- L’ambassadeur des États-Unis en France, Charles Kushner, sera convoqué lundi à 19 heures au Quai d’Orsay, a annoncé Jean-Noël Barrot.
- En cause : un commentaire de l’ambassade américaine sur la mort du militant identitaire Quentin Deranque, que Paris juge politiquement orienté.
- Le ministre des Affaires étrangères dénonce une récupération et assure que la France n’a « aucune leçon à recevoir de l’internationale réactionnaire ».
La tension monte entre Paris et Washington. L’ambassadeur américain Charles Kushner, en poste à Paris, va être convoqué au Quai d’Orsay lundi à 19 heures, a annoncé le ministre des Affaires étrangères Jean-Noël Barrot.
Invité dimanche 22 février dans l’émission « Questions politiques » sur franceinfo, France Inter et Le Monde, le chef de la diplomatie française a justifié cette décision par une prise de parole de l’ambassade des États-Unis au sujet de la mort du militant identitaire Quentin Deranque :
« Nous allons convoquer l’ambassadeur des Etats-Unis en France, puisque l’ambassade des Etats-Unis en France a fait un commentaire sur ce drame », a-t-il déclaré.
À l’origine de la convocation : une déclaration attribuée à l’administration Trump et relayée par la représentation américaine à Paris.« L’extrémisme violent de gauche est en hausse et son rôle dans la mort de Quentin Deranque démontre la menace qu’il représente pour la sécurité publique », a affirmé l’ambassade américaine. Avant d’ajouter : « Nous continuerons à suivre la situation et espérons que les auteurs de ces violences seront traduits en justice. »
Ce message a immédiatement fait réagir les autorités françaises, qui y voient une lecture politique d’un drame encore sensible et un commentaire jugé inapproprié sur une affaire relevant des autorités nationales.
Barrot dénonce une « instrumentalisation »
Face à ces propos, Jean-Noël Barrot a opposé une fin de non-recevoir. « Nous refusons toute instrumentalisation de ce drame (…) à des fins politiques », a-t-il martelé, dénonçant ce qu’il considère comme une tentative de récupération.
Le ministre a également lancé une charge plus large, visant l’orientation idéologique du message : « Nous n’avons aucune leçon à recevoir de l’internationale réactionnaire », a-t-il affirmé sur franceinfo.
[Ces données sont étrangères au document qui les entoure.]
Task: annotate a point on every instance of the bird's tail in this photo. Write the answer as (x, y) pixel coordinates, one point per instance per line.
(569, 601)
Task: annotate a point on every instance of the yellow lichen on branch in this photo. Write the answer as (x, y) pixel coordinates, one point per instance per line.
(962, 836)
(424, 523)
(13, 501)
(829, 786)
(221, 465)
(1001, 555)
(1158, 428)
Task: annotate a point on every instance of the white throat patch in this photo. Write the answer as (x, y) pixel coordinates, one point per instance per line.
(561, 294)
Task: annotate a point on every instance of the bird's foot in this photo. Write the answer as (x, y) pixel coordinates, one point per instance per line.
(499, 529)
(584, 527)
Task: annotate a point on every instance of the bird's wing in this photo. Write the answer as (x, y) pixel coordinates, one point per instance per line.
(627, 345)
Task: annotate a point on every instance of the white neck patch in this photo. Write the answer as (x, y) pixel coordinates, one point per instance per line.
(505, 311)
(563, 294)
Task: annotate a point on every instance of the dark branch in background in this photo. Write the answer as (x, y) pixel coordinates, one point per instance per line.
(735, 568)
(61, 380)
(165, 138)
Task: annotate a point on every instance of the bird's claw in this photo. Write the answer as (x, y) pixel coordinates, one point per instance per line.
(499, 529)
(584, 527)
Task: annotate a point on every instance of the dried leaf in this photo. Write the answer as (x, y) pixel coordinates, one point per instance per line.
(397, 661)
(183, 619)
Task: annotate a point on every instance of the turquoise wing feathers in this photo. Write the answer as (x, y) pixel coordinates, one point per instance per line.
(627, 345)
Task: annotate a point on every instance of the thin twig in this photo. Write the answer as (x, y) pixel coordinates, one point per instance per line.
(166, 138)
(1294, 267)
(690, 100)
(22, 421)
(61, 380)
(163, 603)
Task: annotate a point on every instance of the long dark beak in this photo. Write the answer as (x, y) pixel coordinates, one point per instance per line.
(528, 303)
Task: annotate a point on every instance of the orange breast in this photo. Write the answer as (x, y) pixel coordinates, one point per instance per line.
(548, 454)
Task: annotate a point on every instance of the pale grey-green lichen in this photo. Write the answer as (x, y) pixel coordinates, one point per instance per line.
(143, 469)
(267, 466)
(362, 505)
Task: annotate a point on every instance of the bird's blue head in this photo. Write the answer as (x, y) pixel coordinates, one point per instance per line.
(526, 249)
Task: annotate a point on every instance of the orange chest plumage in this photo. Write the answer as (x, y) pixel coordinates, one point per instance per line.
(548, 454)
Et d’insister sur le fond : la France n’aurait « aucune leçon s’agissant de la violence, en particulier à recevoir de l’internationale réactionnaire ».
Cette convocation n’est pas une première. Fin août, Charles Kushner avait déjà été convoqué au ministère des Affaires étrangères après des critiques américaines qualifiées d’inacceptables par Paris sur « l’absence d’action suffisante » contre l’antisémitisme.
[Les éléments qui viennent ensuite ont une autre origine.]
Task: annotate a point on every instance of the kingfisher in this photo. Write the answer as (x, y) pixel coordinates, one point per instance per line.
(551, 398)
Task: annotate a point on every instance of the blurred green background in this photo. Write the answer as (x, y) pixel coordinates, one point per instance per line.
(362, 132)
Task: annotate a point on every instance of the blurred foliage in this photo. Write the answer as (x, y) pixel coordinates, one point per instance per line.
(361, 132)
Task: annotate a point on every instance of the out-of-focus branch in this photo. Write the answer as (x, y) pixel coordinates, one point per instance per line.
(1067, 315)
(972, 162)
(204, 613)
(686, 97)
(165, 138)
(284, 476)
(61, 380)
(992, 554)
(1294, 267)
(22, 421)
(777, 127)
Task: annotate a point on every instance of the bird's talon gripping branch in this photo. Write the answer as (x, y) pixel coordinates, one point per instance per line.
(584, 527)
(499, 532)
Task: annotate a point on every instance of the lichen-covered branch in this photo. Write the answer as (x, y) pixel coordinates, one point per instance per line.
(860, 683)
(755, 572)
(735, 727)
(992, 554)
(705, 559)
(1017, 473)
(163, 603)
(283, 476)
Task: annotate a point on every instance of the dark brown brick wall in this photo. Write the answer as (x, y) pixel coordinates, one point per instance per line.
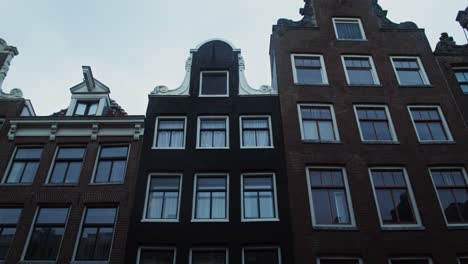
(369, 241)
Mais l’ambassadeur n’avait pas fait le déplacement.En l’absence de l’ambassadeur » Charles Kushner, c’est le chargé d’affaires de l’ambassade américaine qui s’était rendu à la convocation, selon les autorités françaises.
L’échange attendu lundi à 19 heures au Quai d’Orsay devrait permettre à la France de rappeler sa position : pas question, pour Paris, de laisser la mort de Quentin Deranque devenir un objet de polémique internationale.